Inflation: too many dollars chasing too few goods.

The United States has not been immune to bouts of inflation.  Beginning in the mid 1970s and continuing on and off until around 1982, inflation varied from 8% to 14.6% where it peaked in the first quarter of 1980.  When Secretary of Treasury Paul Volcker was confirmed, he and President Reagan made fighting inflation their primary focus and in steps increased short term interest rates.  The prime rate eventually reached 21.5% in 1981.  Not surprisingly, this resulted in a severe recession, tumbling real estate prices, and an unemployment rate of near 12%, but inflation's grip on the economy was eventually broken; the economy was finally set on the path of stability and growth.  It was not a fun time for most Americans; I can well remember the frustration we felt as we tried to buy a house and get a mortgage during this era.  We eventually found a home where the previous owner agreed to carry an 8% mortgage for us.  This was very common then, and about the only way many homes were selling.

During inflation everything gets more valuable except money.

Many historians and economist have referred to inflation as the "cruelest tax" because it most affects the poor and the retired on fixed incomes.  Those working have the possibility of seeing their wages inflate along with inflation in goods and services; not so the retired.  Could we be facing another bout of severe inflation?  Last week the National Inflation Association released the following statement, "The Federal Reserve's announcement Wednesday to expand its balance sheet by $1.15 trillion puts our country on a direct path towards hyperinflation."

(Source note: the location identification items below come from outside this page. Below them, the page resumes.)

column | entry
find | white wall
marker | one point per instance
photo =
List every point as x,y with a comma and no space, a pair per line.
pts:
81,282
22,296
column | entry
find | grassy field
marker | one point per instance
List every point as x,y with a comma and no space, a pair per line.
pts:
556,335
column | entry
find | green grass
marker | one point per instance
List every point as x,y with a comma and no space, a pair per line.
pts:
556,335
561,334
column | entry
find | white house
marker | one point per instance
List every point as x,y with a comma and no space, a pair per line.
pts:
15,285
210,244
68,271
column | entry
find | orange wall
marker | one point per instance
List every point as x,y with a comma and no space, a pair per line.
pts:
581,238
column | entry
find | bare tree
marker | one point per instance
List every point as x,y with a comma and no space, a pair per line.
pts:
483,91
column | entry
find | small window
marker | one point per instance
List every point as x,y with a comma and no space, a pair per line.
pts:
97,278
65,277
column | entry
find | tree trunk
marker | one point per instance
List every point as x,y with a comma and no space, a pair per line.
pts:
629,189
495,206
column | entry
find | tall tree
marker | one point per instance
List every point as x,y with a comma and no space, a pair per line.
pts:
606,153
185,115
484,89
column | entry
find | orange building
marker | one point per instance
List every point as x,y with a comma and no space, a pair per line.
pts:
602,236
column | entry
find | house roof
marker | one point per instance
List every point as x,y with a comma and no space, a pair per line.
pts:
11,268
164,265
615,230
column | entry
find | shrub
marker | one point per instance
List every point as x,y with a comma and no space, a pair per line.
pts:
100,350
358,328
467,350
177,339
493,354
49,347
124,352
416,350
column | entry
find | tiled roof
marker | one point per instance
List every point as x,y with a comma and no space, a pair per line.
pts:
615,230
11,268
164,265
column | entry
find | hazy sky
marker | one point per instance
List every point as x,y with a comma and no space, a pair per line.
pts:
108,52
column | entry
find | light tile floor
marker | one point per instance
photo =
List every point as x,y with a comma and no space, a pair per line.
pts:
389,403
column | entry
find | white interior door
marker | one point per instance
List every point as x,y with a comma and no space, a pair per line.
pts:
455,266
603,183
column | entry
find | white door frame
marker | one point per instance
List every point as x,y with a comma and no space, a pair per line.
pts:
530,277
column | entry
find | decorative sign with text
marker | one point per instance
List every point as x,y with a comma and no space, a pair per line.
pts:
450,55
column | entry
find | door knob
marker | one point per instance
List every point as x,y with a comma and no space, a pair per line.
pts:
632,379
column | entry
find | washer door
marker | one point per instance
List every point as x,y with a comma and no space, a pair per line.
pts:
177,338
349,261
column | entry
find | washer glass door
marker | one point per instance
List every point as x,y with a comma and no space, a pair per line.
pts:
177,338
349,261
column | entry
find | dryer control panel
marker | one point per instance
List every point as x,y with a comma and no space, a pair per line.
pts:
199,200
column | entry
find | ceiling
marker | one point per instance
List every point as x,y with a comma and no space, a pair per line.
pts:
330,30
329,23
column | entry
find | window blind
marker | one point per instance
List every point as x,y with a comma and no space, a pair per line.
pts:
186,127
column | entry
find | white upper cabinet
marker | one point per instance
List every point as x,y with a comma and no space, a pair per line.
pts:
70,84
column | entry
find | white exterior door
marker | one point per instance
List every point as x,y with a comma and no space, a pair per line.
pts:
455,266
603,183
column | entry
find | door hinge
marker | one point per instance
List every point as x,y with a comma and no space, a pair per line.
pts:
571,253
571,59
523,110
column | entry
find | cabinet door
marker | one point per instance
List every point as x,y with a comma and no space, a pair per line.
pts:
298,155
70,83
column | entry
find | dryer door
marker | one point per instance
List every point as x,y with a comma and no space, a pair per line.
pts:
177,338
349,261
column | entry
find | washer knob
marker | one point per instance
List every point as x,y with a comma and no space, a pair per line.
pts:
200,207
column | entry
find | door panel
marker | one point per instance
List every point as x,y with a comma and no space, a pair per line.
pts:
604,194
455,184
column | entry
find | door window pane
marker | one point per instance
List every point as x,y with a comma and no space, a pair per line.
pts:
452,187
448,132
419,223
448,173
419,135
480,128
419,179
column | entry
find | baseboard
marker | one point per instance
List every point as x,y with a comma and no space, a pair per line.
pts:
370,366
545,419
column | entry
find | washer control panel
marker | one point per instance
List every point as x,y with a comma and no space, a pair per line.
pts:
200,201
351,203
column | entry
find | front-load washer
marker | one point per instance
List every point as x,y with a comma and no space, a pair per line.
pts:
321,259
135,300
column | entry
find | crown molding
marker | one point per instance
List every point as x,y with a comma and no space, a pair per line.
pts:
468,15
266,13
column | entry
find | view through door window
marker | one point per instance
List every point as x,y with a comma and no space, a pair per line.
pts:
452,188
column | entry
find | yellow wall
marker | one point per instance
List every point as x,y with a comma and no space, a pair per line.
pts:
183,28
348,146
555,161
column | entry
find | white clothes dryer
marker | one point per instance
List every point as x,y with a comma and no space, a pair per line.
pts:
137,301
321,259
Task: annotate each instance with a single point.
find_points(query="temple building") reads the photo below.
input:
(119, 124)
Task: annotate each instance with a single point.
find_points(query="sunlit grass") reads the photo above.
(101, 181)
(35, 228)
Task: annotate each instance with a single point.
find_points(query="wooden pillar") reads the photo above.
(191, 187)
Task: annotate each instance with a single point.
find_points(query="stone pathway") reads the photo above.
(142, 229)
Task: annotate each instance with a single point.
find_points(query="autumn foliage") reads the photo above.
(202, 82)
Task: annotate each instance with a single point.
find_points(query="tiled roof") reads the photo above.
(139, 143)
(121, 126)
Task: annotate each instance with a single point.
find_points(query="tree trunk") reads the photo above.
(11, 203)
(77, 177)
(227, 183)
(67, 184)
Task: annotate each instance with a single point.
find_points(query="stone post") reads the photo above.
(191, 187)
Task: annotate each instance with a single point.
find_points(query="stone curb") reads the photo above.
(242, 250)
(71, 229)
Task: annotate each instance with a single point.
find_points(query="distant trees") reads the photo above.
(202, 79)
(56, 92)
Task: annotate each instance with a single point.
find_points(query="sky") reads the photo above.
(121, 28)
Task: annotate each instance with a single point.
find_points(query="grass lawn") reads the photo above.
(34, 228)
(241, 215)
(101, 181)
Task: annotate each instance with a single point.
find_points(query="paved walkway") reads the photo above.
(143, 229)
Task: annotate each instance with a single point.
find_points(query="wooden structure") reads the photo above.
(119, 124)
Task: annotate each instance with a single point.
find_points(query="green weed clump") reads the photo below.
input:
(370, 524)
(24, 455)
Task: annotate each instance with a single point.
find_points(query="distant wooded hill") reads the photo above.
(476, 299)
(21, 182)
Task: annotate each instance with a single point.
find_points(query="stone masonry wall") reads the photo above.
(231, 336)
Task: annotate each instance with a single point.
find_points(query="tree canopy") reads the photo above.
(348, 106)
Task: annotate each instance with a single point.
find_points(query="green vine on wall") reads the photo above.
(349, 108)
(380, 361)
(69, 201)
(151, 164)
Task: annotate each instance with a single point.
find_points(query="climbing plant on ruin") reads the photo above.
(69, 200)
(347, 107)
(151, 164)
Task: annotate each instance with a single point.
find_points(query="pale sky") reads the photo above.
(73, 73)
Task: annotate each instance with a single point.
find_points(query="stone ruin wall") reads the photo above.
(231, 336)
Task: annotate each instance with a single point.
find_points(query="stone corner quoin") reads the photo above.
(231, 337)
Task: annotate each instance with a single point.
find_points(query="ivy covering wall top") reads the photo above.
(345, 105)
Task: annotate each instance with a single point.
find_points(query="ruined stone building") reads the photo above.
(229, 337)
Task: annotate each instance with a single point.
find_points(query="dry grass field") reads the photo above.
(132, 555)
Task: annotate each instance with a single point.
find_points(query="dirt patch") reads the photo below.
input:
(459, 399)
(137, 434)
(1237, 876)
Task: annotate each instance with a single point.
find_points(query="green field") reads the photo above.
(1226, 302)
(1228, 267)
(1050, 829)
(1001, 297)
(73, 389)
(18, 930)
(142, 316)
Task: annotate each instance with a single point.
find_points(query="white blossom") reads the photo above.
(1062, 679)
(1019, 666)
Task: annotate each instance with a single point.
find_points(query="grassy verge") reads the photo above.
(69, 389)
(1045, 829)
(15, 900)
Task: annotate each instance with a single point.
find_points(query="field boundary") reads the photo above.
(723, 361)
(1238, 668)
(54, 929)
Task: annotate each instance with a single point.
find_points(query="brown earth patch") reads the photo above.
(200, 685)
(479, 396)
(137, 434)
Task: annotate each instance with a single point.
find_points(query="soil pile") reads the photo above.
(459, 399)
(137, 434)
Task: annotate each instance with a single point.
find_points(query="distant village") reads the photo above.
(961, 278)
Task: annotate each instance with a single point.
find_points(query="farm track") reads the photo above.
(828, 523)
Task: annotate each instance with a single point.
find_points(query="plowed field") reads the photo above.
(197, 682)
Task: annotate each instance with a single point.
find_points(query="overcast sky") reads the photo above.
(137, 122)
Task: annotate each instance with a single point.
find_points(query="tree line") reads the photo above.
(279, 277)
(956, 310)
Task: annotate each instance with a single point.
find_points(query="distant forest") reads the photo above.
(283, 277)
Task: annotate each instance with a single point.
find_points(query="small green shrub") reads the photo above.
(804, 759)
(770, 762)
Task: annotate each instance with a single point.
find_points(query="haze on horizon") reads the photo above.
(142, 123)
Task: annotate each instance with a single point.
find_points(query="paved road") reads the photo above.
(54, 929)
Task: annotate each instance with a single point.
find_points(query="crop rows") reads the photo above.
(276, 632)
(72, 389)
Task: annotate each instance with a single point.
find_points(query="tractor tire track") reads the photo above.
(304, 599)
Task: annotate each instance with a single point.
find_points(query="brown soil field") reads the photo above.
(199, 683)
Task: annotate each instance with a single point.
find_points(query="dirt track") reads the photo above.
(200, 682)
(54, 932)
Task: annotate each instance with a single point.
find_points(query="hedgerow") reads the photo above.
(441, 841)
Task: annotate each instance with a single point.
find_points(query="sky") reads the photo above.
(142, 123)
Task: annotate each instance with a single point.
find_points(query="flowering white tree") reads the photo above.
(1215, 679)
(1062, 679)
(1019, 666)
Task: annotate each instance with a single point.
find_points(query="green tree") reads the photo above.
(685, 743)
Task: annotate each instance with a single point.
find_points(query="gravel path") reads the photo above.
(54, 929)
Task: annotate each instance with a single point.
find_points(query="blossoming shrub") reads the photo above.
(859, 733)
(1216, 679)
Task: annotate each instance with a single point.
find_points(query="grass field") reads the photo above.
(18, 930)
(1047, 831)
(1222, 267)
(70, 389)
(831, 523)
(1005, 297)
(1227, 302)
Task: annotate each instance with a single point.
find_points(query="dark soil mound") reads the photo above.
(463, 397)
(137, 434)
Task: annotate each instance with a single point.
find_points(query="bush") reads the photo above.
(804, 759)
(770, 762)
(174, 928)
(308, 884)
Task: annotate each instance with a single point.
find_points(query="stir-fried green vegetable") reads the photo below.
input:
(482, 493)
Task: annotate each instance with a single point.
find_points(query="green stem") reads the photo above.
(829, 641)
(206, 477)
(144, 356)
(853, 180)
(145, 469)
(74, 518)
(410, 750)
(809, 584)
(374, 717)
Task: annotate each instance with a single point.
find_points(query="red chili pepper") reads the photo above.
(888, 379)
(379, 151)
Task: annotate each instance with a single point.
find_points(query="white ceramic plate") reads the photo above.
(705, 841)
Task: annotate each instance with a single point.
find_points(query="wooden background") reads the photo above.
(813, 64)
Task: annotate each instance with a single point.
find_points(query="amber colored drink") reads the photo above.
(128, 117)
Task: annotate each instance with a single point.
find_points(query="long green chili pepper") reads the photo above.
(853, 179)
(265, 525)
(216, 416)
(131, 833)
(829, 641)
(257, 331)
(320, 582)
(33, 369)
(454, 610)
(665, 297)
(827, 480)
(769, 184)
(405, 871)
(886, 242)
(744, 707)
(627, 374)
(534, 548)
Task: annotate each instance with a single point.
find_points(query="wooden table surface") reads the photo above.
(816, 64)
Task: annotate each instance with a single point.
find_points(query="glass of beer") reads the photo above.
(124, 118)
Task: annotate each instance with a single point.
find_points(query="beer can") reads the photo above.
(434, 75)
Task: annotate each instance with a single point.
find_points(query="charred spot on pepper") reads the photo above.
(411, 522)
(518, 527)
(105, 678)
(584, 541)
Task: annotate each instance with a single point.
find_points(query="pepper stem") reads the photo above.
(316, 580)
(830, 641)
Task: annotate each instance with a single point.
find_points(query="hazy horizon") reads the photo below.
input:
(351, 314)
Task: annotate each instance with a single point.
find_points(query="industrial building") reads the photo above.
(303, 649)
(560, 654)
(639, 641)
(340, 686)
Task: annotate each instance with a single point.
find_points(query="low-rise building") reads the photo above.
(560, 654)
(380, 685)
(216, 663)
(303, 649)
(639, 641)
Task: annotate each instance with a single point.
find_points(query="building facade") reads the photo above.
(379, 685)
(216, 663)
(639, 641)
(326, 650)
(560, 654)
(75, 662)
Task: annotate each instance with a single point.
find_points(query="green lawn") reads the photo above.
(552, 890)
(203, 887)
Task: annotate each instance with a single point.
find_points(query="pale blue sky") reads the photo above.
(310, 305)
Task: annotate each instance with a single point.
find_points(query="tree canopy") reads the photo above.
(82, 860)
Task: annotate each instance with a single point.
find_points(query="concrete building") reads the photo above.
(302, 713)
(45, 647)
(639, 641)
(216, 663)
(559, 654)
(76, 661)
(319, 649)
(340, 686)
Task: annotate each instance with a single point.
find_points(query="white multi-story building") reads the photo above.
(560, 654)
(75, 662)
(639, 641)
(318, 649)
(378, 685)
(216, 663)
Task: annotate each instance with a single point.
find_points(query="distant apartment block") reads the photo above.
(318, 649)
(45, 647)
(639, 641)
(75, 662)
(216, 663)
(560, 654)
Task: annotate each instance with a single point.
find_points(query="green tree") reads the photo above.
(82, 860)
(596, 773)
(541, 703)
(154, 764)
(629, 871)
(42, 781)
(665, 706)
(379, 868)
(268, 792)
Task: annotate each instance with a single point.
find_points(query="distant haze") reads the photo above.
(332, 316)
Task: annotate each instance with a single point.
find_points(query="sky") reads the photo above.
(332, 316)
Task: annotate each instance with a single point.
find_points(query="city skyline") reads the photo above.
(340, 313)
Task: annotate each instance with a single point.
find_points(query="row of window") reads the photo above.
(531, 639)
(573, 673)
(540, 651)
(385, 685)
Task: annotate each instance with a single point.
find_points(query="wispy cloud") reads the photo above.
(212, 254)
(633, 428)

 The U. S. Treasury has recently spent $300 billion on long-term U. S. Treauries, pledged $750 billion on worthless mortgage-backed securities, and $100 billion more on other federal agency debt.  This means that $1.15 trillion has been printed, magically appearing out of thin air.  This spending is apart from Obama's amazing proposed budget which will further increase deficit spending.  A causual glance at the graph on the money supply chart shows a gradual incline upwards over the past several years until you come to late 2008 and early 2009.  At this time the graph jumps almost vertically illustrating the extreme increase in the money supply over the past few months.  Of course goods and services have not increased in the same fashion over the same time.  This virtually guarantees a decrease in the purchasing power of our dollars.

Government is the only entity in the world that can take an intrinsically valuable commodity such as paper and render it absolutely worthless by applying ink.

Are we in for a bout of hyperinflation?  Some think so.  For this to happen a number of other things would have to occur.  First, domestic consumer demand would have to increase substantially from where it is now.  Second, the Chinese could exacerbate the situation considerably if they suddenly decide to become net sellers of the US debt that they now hold.  This would drive up interest rates and of course would eventually work against their own interest.  I doubt it will happen simply because they have no better place to stash their huge reserves.   Third, Congress would have to prove to be even dumber with their collective wisdom than I now believe them to be, and I believe them to be pretty incompetent when it comes to economic matters.  And finally, President Obama would have to ignore every word from his economic advisor, Paul Volcker, who has been to this rodeo before.  Though we may avoid hyperinflation, I believe that an inflation rate well above what we have become accustomed to is baked into the cake.  I could be wrong.  I hope I am wrong, but considering the massive government spending proposed, and the resulting deficits, inflation running near 10% for the next several years should not surprise us.  The cruelest tax is making a comeback! As a soon-to-be retiree, that scares me.